Saturday 2 January 2016

Book Review: Scion Of Ikshvaku

This is a book from author of the Shiva Trilogy- Amish, and is the first in the Ram Chandra series. 

The cover of this book is appealing, and the plot is promising. The author's way of writing is one of its kind. He picks up godlike characters from Indian mythology, and portrays them as humans- the extra ordinary humans, and their society as rational, real and scientific. I have also read Shiva Trilogy by Amish, and it draws analogy to the way of living and philosophies from that series. I am awed at how beautifully he links the two series by giving a hint that Ram Chandra dreams of a civilization like Meluha, and on the other hand, Shiva Trilogy has various mentions of the way of living inspired by Ram Chandra. He has also connected well the Vayupurtas and Nagas here. 

The characterization is flawless, and the plot contemplates a different philosphy. To most of the people including me, Ramayan is not as interesting as Mahabharata. But Amish has imagined it well, and carved his version out of the epic. We live in the era of remixes, this holds true for Amish's books as well!

Special applause for the section on the gangrape case which drew analogy from the Nirbhaya case, and the punishment which was administered to the perpetrators, esp. the justice delivered to the juvenille. A book covering the contemporary world's vices, providing exemplary solutions, driving the readers' empathy perfectly, and wisely including that as a part of the age old epic like this deserves acclaim.

When we are speaking about Ramayan, it is ceremonial to talk about the prime characters- Sita and Ram.

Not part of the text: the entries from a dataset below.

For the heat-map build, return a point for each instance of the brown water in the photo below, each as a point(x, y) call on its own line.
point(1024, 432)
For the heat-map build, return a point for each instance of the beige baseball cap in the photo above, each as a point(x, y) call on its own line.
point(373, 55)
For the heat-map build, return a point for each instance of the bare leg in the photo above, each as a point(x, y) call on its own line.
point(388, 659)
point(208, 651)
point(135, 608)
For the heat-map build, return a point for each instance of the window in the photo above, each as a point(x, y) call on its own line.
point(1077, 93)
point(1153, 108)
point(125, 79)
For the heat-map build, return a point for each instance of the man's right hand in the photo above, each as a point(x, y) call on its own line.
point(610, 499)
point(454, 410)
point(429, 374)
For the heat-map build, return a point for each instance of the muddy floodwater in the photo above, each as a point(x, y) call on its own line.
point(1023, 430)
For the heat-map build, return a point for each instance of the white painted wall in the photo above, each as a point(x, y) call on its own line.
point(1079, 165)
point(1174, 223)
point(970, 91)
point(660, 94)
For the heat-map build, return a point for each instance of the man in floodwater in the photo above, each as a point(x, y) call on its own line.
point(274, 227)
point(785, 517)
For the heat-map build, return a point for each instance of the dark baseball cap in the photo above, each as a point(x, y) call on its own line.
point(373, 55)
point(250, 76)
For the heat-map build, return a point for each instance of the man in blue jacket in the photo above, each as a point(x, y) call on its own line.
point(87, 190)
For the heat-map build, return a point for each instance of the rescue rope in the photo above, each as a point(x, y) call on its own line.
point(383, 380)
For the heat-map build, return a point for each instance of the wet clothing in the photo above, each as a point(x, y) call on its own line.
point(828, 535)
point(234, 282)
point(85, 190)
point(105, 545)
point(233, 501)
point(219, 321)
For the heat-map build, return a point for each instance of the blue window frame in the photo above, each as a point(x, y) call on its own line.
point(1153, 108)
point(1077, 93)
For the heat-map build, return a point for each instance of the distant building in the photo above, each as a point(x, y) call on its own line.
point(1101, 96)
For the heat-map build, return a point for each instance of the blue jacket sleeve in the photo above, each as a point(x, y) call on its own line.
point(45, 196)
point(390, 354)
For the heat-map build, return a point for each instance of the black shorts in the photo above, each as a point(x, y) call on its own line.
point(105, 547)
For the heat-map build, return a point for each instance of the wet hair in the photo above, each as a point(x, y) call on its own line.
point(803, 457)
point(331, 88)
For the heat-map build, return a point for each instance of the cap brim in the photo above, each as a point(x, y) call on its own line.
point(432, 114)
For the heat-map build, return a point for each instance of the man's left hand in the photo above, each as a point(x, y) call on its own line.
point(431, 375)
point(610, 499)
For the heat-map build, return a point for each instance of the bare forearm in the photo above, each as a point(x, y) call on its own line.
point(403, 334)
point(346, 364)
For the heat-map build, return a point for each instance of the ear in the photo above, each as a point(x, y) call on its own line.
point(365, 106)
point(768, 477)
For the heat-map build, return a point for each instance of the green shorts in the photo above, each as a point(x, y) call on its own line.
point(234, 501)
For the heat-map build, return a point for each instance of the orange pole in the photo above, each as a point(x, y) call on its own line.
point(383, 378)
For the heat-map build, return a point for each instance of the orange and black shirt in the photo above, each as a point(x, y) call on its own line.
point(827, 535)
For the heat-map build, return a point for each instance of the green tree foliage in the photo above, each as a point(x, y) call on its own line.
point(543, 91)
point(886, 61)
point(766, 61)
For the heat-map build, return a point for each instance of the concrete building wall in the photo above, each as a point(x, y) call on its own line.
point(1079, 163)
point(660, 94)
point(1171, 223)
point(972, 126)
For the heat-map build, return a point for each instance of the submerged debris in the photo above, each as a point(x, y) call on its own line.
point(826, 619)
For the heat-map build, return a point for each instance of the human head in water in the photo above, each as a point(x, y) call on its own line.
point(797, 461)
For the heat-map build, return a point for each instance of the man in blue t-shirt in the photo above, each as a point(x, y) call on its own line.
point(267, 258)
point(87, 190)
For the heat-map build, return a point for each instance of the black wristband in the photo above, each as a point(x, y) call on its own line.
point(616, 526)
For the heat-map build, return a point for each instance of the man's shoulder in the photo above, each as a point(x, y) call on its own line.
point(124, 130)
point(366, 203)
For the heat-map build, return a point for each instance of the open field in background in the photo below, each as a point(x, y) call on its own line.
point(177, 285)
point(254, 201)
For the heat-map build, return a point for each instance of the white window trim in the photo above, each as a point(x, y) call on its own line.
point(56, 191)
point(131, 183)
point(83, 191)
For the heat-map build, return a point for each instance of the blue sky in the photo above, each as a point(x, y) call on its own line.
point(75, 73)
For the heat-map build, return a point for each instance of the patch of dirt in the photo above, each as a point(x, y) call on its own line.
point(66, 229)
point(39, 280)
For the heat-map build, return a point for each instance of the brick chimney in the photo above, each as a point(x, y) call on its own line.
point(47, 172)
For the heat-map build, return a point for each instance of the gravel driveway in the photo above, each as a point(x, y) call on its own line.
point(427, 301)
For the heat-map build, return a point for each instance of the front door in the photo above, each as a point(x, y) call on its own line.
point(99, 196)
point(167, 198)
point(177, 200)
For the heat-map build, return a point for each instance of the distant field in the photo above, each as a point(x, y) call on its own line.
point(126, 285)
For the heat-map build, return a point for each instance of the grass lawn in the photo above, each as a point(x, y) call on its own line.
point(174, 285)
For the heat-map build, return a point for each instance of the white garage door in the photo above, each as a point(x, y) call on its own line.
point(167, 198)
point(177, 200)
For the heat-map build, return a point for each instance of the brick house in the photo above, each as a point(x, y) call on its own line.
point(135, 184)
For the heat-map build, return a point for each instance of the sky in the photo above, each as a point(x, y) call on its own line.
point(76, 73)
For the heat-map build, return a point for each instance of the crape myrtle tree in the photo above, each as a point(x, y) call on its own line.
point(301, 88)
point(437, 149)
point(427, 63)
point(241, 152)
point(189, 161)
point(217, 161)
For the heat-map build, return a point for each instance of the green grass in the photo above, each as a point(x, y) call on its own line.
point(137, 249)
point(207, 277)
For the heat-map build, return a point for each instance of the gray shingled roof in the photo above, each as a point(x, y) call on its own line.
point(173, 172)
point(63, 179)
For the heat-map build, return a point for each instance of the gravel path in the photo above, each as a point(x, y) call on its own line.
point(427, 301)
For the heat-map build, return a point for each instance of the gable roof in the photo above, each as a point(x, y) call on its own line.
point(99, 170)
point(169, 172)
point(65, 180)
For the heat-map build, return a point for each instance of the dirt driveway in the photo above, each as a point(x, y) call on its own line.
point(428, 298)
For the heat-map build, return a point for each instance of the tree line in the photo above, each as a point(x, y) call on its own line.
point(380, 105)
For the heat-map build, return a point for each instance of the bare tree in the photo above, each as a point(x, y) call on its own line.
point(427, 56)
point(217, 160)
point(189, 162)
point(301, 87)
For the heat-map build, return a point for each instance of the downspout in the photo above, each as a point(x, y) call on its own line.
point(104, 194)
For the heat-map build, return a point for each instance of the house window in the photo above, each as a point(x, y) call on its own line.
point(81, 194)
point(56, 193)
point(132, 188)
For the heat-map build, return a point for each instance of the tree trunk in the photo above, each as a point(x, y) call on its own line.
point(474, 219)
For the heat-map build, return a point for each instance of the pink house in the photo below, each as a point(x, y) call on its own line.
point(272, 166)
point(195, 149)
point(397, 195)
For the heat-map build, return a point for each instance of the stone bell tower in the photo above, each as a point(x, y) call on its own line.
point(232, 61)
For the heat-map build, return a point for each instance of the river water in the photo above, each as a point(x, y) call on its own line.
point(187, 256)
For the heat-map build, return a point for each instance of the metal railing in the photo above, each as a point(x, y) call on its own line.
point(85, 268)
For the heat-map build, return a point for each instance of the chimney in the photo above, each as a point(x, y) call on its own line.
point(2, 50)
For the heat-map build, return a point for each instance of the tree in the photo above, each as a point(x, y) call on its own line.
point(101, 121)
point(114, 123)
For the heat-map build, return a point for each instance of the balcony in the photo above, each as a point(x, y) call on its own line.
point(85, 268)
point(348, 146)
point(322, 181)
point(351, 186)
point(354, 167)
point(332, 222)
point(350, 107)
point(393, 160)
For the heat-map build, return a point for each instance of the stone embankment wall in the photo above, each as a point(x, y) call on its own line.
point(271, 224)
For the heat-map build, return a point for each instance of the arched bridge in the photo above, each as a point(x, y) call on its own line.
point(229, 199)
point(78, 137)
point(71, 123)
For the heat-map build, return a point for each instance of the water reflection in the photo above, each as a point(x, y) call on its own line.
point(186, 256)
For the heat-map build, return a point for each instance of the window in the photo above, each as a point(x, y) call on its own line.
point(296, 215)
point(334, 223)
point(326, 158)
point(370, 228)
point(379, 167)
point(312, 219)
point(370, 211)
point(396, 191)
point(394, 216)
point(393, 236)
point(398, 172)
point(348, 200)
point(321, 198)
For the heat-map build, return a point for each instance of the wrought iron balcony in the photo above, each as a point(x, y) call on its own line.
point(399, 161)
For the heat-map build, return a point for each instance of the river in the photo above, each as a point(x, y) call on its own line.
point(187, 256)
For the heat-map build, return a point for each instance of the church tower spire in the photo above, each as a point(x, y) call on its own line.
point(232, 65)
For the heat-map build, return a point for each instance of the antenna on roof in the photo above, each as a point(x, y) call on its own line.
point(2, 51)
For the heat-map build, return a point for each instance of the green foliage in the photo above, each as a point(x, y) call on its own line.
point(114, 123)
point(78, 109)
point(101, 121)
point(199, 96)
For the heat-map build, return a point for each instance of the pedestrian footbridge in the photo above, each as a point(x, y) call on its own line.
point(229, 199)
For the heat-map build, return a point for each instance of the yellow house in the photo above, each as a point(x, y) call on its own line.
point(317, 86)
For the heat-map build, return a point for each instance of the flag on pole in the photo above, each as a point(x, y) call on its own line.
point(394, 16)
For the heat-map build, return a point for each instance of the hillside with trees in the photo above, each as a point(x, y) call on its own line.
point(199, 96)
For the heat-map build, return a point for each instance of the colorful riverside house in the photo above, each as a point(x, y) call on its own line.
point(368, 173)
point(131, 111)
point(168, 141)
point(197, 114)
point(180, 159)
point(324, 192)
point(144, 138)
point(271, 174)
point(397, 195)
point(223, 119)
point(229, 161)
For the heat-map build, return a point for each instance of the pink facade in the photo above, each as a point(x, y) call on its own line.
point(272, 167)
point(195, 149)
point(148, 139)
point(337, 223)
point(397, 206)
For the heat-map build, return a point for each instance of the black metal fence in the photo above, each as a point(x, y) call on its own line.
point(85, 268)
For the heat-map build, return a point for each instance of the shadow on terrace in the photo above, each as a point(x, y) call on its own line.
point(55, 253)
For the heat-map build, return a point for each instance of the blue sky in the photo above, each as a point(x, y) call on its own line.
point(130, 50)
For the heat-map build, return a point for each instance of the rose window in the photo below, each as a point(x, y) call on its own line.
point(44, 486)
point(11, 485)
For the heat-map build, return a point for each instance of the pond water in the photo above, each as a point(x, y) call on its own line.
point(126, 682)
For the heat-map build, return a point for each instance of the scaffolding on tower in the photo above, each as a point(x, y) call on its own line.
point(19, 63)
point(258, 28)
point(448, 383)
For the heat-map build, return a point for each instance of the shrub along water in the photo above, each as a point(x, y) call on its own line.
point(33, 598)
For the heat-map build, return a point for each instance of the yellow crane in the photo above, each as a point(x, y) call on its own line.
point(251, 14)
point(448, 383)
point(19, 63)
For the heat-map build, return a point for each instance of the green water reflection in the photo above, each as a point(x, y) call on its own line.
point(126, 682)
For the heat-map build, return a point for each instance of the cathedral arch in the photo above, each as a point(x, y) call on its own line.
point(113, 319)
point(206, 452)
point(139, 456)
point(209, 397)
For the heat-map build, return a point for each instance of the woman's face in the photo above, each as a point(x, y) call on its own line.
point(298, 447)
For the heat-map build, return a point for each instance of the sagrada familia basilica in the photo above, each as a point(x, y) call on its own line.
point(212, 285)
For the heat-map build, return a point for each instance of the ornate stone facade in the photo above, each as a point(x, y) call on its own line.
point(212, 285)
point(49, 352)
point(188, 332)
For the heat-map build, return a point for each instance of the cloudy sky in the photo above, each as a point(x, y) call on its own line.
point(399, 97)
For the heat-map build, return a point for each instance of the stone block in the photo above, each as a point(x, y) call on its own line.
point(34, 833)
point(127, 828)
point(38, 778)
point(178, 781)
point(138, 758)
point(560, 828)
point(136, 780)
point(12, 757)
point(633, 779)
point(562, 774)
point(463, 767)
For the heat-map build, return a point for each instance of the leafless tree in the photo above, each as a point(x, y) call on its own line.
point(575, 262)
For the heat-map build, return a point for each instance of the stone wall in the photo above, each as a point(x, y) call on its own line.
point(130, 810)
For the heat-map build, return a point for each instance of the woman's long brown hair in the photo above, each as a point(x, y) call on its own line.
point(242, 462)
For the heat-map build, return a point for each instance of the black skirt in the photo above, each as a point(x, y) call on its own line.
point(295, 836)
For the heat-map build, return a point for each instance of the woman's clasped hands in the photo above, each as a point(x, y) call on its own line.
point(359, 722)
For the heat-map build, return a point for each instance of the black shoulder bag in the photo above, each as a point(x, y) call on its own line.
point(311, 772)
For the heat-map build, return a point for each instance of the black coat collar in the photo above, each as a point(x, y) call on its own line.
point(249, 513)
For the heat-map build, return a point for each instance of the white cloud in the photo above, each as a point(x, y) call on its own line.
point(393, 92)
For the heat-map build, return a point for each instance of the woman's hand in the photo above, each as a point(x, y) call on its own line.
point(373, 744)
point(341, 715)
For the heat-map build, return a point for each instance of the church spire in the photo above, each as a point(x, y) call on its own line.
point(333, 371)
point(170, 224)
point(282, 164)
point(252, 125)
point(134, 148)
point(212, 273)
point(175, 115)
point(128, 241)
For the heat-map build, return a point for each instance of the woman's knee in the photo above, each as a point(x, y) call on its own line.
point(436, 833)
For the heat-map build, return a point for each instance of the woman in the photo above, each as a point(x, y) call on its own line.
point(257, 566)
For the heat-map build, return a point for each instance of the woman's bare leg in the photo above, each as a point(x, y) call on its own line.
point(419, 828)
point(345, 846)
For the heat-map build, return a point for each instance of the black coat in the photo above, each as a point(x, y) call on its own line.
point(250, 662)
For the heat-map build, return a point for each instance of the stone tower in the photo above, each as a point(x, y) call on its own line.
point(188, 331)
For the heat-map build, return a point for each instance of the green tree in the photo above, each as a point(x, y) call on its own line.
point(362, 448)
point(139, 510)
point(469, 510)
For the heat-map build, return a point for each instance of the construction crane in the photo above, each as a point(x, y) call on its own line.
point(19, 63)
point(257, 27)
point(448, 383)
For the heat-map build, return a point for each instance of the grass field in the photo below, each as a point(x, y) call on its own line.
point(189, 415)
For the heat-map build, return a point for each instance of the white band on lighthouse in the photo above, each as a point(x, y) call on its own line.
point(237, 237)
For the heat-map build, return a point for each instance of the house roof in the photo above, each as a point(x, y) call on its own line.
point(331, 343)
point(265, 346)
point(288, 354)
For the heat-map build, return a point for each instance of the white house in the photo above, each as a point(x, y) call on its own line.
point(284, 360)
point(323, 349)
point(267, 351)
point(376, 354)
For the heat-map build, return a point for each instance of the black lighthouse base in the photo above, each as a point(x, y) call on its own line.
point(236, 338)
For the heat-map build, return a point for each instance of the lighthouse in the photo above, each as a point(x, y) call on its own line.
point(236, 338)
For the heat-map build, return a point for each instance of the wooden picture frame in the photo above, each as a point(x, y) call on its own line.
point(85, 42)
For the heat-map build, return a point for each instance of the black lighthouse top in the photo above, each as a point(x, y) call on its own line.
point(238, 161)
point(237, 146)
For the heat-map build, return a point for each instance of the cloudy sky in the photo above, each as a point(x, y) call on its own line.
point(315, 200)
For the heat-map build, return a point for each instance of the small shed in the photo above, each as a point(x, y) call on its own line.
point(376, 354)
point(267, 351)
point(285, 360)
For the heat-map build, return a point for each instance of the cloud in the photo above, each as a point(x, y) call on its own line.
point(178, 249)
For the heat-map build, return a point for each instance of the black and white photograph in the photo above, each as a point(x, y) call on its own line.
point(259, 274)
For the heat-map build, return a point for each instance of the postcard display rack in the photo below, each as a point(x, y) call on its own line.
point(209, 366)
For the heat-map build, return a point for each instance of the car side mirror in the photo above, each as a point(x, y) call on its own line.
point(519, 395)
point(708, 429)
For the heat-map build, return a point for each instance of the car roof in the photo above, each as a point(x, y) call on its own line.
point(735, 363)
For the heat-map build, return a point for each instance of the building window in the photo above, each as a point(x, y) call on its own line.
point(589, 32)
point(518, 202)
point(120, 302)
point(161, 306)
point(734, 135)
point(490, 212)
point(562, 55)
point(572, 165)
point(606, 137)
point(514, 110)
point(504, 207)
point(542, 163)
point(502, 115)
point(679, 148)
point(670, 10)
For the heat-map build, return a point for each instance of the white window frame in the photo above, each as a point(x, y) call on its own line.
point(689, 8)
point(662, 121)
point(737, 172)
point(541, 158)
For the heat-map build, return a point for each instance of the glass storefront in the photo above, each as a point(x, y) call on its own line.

Ram's role is perfectly articulated- the legendary man, the law abiding member of the royal clan of Ikshvaku, jeweled with clarity of thoughts and a loyal, loving husband. Complementing him well, unlike other versions of Ramayan which showcase Sita as the abla-naari (the helpless lady), Amish portrays her as a strong, powerful warrior and a witty lady, who is the Prime Minister at her father's kingdom and later a perfect better half to her husband. 

The original legend shows Ram as the descendant of King Raghu (Raghukul), but this book tells us that it was Ikshvaku who founded the dynasty and hence, he's the Scion of Ikshvaku.
Moreover, Ravana the Demon becomes an exploiting business tycoon. Manthra, the poor maid in Ramayan becomes a powerful merchant. Vishwamitra, the sage, becomes a conspiring sarcastic leader of Malayaputra clan. The continued depiction of various demigods with special features as Naga is interesting. Jatayu becomes a Naga and so would anyone with any resemblance to other animals.

The first half of the book could have been shortened. But the second half was speedy, captivating and well articulated. Even after having read, heard, watched as multiple TV serials and movies through years, I could still discover a lot in this book, because it is believable. 

A few not-so-good things-
1) Roshni is an Urdu word. How could Indians name their daughter with an Urdu name dates back when there was no mark of a Muslim in their vicinity? Also, this character must be imaginary since best to my knowledge, Ram had no Rakhi sister.

2) The use of word Dada for elder brother looked quite perky when it comes to picturesque of Sanskrit speaking society. 

3) Although they do not take the name of Krishna but often mention about Dwarka and the Yadav clan having existed decades back, which is confusing, since it is believed that Ram existed prior to Krishna and that Krishna is the last incarnation of Vishnu as yet.

My expectations from the subsequent books in the series would be -
1) How the story unfolds whence Amish's Sita unleashes her power in front of the demon Raavan (and not the abla-naari awaiting and solely relying on her husband to rescue her)

2) How Amish's Ram Chandra shapes the Meluhan way of living for the "Immortals of Meluha", and I believe this will come when Ram rules the throne of Ayodhya, and in turn, the Sapt Sindhu.

My verdict- It's a simple yet refreshing read for the contemporary generation. I rate it 4 on 5.

This book is special for me because it came as a birthday gift and won me a chance to meet Amish via Flipkart editors (which, unfortunately I could not avail).

(PS: the reviews expressed here are based on my personal reading experience, and do not intend to defame, derate or 
degrade the sale or vice-versa for the book. I am not paid for writing the review.)